The one time 66/1 underdogs triumphed before this was in 1983 when Kapil Dev led India to an even more astonishing win over the West Indies at Lord’s. Winning a World Cup is no mean feat, and certainly not comparable to watching and writing from a distance, but one dare say that Ranatunga’s men found their tactics working only because the tournament was held in the sub-continent. That is the legacy they left behind. Think up any tournament to be staged in this part of the world – big or small – and if they are participating, then Sri Lanka will be termed contenders. And serious ones at that - make them 9/2 second favourites for this event.
This is the tag with which they will enter the upcoming tournament, buoyed by this no small measure of playing in their own backyard. Let one get the obvious out of the way before moving ahead – it is not wrong to accrue home advantage. If it were being held in England or Australia, wouldn’t the hosts be favourites? Or more pertinently, would the sub-continental teams openly be labelled so? Now, playing hosts will have two facets for the Lankans in the coming months. And for that we need to look at the 2002 and 2006 Champions Trophy, held in Sri Lanka and India respectively.
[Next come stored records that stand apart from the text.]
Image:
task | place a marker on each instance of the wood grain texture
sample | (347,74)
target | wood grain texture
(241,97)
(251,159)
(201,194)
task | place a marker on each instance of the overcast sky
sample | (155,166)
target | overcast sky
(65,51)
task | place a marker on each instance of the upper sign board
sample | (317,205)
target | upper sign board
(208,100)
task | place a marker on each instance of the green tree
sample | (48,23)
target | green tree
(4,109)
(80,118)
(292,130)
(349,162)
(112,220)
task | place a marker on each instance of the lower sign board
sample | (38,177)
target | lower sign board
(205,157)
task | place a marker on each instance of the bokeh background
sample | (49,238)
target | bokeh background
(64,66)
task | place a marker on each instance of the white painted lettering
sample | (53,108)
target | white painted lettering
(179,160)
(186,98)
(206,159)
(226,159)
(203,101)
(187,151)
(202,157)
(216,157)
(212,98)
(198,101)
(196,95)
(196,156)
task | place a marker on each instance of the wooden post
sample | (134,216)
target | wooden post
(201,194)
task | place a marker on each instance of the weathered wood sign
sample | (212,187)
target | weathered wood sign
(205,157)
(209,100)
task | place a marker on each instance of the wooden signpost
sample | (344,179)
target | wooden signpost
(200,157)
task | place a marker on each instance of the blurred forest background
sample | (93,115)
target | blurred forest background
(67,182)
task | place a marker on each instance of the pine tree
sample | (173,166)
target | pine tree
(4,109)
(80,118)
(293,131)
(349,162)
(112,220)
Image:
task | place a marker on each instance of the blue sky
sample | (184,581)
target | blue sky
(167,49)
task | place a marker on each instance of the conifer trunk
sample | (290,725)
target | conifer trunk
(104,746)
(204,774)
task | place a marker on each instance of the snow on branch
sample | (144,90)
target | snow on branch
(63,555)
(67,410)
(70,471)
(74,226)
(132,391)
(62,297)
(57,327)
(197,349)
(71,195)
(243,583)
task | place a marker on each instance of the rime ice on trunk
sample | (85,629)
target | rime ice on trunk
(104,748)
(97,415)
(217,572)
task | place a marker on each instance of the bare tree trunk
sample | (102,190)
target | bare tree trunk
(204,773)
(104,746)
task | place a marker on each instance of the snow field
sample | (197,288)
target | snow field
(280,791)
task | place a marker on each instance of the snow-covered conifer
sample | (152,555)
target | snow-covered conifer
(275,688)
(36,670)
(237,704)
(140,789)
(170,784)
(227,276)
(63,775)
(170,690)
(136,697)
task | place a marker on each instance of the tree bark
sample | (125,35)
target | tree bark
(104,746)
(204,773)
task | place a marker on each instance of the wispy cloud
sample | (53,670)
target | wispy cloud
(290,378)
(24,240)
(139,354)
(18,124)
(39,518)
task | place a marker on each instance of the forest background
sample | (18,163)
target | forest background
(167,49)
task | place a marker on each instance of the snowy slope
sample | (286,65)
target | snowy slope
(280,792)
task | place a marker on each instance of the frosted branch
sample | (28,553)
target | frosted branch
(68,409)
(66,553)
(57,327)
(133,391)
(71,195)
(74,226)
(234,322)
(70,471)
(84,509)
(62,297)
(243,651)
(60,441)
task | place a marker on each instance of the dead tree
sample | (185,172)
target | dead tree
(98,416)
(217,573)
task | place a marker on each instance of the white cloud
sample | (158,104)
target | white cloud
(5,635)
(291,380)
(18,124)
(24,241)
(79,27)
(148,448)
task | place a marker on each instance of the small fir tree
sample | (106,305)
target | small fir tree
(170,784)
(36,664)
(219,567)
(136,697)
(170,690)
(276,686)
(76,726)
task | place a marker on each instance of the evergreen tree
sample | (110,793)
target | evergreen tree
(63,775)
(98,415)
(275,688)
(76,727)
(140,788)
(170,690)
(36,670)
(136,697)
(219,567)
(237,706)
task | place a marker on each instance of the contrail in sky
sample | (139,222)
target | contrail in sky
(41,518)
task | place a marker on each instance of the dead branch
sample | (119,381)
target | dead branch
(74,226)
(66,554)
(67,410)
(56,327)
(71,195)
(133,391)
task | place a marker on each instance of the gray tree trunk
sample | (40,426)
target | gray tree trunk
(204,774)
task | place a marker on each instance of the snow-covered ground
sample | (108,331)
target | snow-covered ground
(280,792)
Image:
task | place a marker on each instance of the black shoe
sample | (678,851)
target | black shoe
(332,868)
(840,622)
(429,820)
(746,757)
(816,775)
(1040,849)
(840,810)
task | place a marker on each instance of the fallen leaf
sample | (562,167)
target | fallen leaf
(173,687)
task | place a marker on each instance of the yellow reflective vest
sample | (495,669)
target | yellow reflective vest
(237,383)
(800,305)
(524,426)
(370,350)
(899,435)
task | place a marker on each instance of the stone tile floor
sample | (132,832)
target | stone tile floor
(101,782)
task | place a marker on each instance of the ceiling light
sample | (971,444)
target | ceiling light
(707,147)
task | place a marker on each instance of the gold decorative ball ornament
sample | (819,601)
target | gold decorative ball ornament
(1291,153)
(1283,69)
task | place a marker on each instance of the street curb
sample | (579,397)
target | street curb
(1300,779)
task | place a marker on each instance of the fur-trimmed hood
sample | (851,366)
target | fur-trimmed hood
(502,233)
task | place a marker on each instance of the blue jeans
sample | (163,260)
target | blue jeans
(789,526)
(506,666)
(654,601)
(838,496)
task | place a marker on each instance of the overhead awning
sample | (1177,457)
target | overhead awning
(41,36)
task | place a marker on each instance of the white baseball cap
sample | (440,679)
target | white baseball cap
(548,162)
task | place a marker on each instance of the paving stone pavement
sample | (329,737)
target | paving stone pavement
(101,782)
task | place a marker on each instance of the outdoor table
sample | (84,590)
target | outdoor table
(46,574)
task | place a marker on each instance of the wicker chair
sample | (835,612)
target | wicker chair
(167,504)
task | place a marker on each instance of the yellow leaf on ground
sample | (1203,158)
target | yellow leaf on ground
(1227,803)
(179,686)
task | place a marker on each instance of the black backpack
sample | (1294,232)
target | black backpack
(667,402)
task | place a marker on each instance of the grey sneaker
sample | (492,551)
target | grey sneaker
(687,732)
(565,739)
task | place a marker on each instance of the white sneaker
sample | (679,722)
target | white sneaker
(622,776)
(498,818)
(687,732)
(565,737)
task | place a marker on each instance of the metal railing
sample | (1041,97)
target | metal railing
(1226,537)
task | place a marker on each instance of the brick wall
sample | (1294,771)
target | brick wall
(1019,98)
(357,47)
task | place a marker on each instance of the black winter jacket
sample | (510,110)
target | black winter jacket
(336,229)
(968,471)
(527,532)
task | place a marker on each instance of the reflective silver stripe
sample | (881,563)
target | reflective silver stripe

In 2002, the highlighted match would be the semi-final when they took on Australia. It was a rank turner at the Premadasa Stadium in Colombo and they won comfortably, chasing only 163. In 2006, though they qualified top from their league group, the Lankans lost to South Africa and Pakistan, not making the semi-finals. On the more neutralised wickets in India, their margin of superiority reduces just a wee-bit. The inevitable question here being what’s the point here? Sri Lanka will be playing their important matches against Australia and Pakistan at home, while they will face New Zealand in Mumbai.
Recovery in the league stage is possible but it’s the knock-outs that matter most herein. As per the scheduling and ICC ODI rankings, unless Lanka meet India in either the quarter-final or the semi-final, they will be playing at home and can arrange for ‘suitable’ pitches.
It is not to say that they can’t beat India in India. Just that on tempered wickets, against a hostile crowd, the job becomes a bit more onerous. The crux of the matter here is that their road to the final becomes way clearer if they can just avoid facing India until April 2. And these are the fifteen names to lay that particular path: Kumar Sangakkara (captain), Mahela Jayawardene (vice-captain), Upul Tharanga, Tillakaratne Dilshan, Thilan Samaraweera, Chamara Silva, Chamara Kapugedara, Angelo Mathews, Tissara Perera, Nuwan Kulasekara, Lasith Malinga, Dilhara Fernando, Muttiah Muralitharan, Ajantha Mendis and Rangana Herath.
One look at the squad and you remember the Delhi Daredevils team for the last three IPL seasons – top heavy and lightweight in the middle. In Sangakkara, Jayawardene, Dilshan and Samaraweera, the co-hosts have it in them to win most of the matches or if not that, make more than an early impression. Only if these four are knocked over cheaply – and that is not going to happen very often – the opposition can think about having a foot in the door. And that part brings us to their most enigmatic player at the moment, Angelo Mathews.
His rise in the last couple of seasons has been phenomenal, that is a line you would have read on umpteen occasions. Instead, just recall his heroics in that ODI at Melbourne against Australia this past season. It was an innings of power and stability, inspiring a tail-ender to stay long enough with him and fight back from an improbable position. And fight they did, Mathews and Lasith Malinga, knocking over the shocked Aussies. Perhaps that is where their Ashes downfall began but that is a story for another day. Here and now, it underlines the role this young star can play in this tournament. If 1996 was the coming of Jayasuriya, couldn’t 2011 be his?
The discernable doubt to the answer comes not because of his bowling prowess, which is more than just a plus point, but that of his team’s attack as a whole. The last time Muralitharan played a World Cup in the sub-continent, he was just beginning on his legendary journey. Today, he has more or less finished it and that R Ashwin was the first choice spinner ahead of him for the Chennai Super Kings speaks largely of this. Also gone is the guile of Chaminda Vaas, who would have been unplayable in these conditions, and you wonder whether Malinga, Fernando, Kulasekara and company can even begin to fill his shoes collectively. It is a thought that would be keeping the minds of the Lankan team management occupied as well!